RNA extraction and Northern blot analysis

Total RNA was extracted from N. tabacum leaves with PeqGold TriFast (PeqLab, www.peqlab.de). For long RNA molecule analysis, 7 µg of total RNA were separated on a 1.2% agarose/formaldehyde gel while for small RNA molecule analysis 25 µg of total RNA were separated on a 20% Tris-Borate-EDTA (TBE)-acrylamide gel (Anamed, www.anamed-gele-com). Capillary blotting of long RNAs, electro-blotting of small RNAs, and hybridization with radiolabelled probes were performed as previously described.⁵⁸ In the cases of GFP and PSTVd probes, full-length cDNAs were used. For the intron (‘-ron’) probe, the 410 bp fragment amplified by PCR with the primers 5´-TCT AAA GGC ATA TTG AAA TAC-3´ and 5´-TCA TCA AAG TTT TAA CAC TTG-3´ was used. The mRNA of the N. tabacum actin gene (GQ339768.1) served as a loading control for cytoplasmic RNA. For actin RNA detection a 592 bp long cDNA fragment was amplified in a reverse-transciptase PCR reaction using the primers 5'-ATG TAT GTT GCT ATT CAG GCT GTC C-3' and 5'-CCT TAA TCT TCA TGC TGC TAG GAG C-3' and used as a probe. The U6 snRNA was used as a loading control for nuclear RNA. In order to detect U6 snRNA, the end-labeled 5´-AGG GGC CAT GCT AAT CTT CTC-3 oligo, was used as a probe.⁵⁸

DNA extraction and bisulfite sequencing analysis

Genomic DNA was extracted from N. tabacum leaves with DNEasy Plant mini kit (Qiagen, www.qiagen.com) and subjected to bisulfite treatment and PCR as previously described⁴⁴ using the primers 5´-TTA TGG TGT TYA ATG YTT TTY AAG ATA-3´ and 5´-TTT CCT CCC ATA ART TAG TRT ARA ATA T-3´. Bisulfite PCR products were cloned into the pJET vector (ThermoScientific, www.thermoscientificbio.com), 10–15 clones were sequenced for each experiment and the CyMate software⁸⁸ was used for interpretation of data.

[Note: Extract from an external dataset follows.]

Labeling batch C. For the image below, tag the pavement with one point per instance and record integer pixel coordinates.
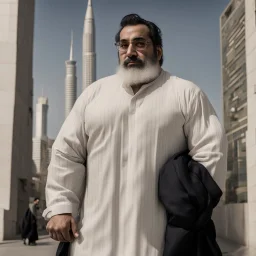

Disclosure of Potential Conflicts of Interest

No potential conflicts of interest were disclosed.

Funding

This work was supported by the grants of the Sixth Research Framework Programs of the European Union, Project LSHG-CT-2006–037900 (SIROCCO) and by the German Research Foundation (DFG) (grant: Wa1019/8–1).